The Company files tax returns as prescribed by the tax laws of the jurisdictions in which it operates. In the normal course of business, the Company is subject to examination by federal, state and foreign jurisdictions, where applicable. There are currently no pending income tax examinations. The Company is open to federal tax examination under statute from 2021 to present. The Company is open to tax examination in other jurisdictions from 2019 to present. Carryforward attributes from prior years may still be adjusted upon examination by federal, state and/or foreign tax authorities to the extent utilized in an open tax year or in future periods.

As of December 31, 2025, the Company has not provided for deferred income taxes on unremitted earnings of its foreign subsidiaries from continuing operations since these earnings are indefinitely reinvested. Upon distribution of such earnings in the form of dividends or otherwise, the Company could be subject to taxes. The Company’s foreign unremitted earnings from continuing operations is not material and, as such, any taxes attributable to such unremitted earnings would not be material.

The Company has evaluated the positive and negative evidence bearing upon the realizability of its deferred tax assets from continuing operations, which are primarily comprised of net operating losses, capital losses and research and development credits. Management has determined that it is more likely than not that the Company will not recognize the benefits of its federal, state and foreign deferred tax assets from continuing operations in excess of $0.3 million and, as a result, a valuation allowance of $284.1 million has been established at December 31, 2025.

The following table presents the changes in the balance of the Company’s deferred income tax asset valuation allowance:

 

Year ended December 31,

 

 

2025

 

 

2024

 

Balance at beginning of year

 

$

121,593

 

 

$

85,972

 

Additions due to expense

 

 

49,089

 

 

 

35,621

 

Additions due to acquisitions and other

 

 

113,381

 

 

 

 

Balance at end of year

 

$

284,063

 

 

$

121,593

 

 

On July 4, 2025, the United States Congress enacted The One Big Beautiful Bill Act (the “OBBBA”) which includes several significant corporate provisions, including the restoration of 100% bonus depreciation; the immediate expensing of domestic research and experimentation expenditures; modifications to the Section 163(j) interest limitations; and updates to the rules for global intangible low-taxes income and foreign-derived intangible income. The Company recognized the impacts of the OBBBA provisions in our financial results to the extent they are applicable to the year ended December 31, 2025.

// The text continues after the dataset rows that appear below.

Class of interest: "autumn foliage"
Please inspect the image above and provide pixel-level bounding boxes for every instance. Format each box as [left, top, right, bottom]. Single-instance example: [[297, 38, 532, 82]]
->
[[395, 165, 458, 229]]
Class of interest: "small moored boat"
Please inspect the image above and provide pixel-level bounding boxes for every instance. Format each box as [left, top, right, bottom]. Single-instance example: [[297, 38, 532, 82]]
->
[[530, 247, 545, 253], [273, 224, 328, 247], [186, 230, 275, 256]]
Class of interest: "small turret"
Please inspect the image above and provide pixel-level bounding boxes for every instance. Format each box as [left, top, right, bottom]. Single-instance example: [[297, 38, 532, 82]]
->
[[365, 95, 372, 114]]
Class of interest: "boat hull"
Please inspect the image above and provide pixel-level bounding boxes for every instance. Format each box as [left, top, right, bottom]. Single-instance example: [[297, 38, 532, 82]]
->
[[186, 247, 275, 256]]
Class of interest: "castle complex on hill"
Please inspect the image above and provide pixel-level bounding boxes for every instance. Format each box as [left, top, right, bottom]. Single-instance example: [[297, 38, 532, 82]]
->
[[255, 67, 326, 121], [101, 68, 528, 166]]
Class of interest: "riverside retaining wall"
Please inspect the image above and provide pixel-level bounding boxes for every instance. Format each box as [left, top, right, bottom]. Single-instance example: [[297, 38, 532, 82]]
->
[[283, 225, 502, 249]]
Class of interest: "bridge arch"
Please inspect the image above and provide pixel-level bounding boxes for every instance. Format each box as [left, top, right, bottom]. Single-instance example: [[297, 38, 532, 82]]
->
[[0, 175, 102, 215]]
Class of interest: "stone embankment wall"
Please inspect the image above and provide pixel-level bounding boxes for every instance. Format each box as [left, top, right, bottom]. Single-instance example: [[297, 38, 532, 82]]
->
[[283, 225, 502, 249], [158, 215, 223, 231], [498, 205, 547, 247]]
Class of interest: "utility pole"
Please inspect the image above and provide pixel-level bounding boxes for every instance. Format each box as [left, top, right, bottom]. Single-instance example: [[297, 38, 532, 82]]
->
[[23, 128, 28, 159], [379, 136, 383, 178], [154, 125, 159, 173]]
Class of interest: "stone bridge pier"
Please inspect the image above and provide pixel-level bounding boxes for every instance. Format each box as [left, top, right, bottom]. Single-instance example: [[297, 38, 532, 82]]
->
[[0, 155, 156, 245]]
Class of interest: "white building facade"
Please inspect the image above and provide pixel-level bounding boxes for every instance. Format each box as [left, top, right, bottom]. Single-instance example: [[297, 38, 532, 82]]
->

Income Taxes – Discontinued Operations

In July 2025, Desktop Metal, Inc., a subsidiary of Nano Dimension, filed for Chapter 11 bankruptcy protection. As a result, the Company has classified the operations of Desktop Metal as discontinued operations in its consolidated financial statements for the year ended December 31, 2025. Due to the ongoing bankruptcy proceedings, the Company has been challenged to obtain the most recent and complete financial data from Desktop Metal’s custodian. To adequately disclose the relevant tax consequences,

management performed a sensitivity analysis using the preliminary and public information available from the bankruptcy process, including Desktop Metal’s estimated financial position and tax attributes.

Based on this analysis, the Company concluded that the wind-down and disposal of the Desktop Metal business will not result in any material income tax consequences to Nano Dimension, and no cash taxes are expected to be payable by the Company in connection with these discontinued operations. In the year ended December 31, 2025, no significant income tax expense or benefit was recorded in the Company’s consolidated financial statements related to the discontinued operations of Desktop Metal, reflecting management’s determination that any potential tax impacts are not material. The Company will continue to monitor the resolution of Desktop Metal’s bankruptcy proceedings and will update its tax assessments in future periods if new information indicates a material change in this conclusion.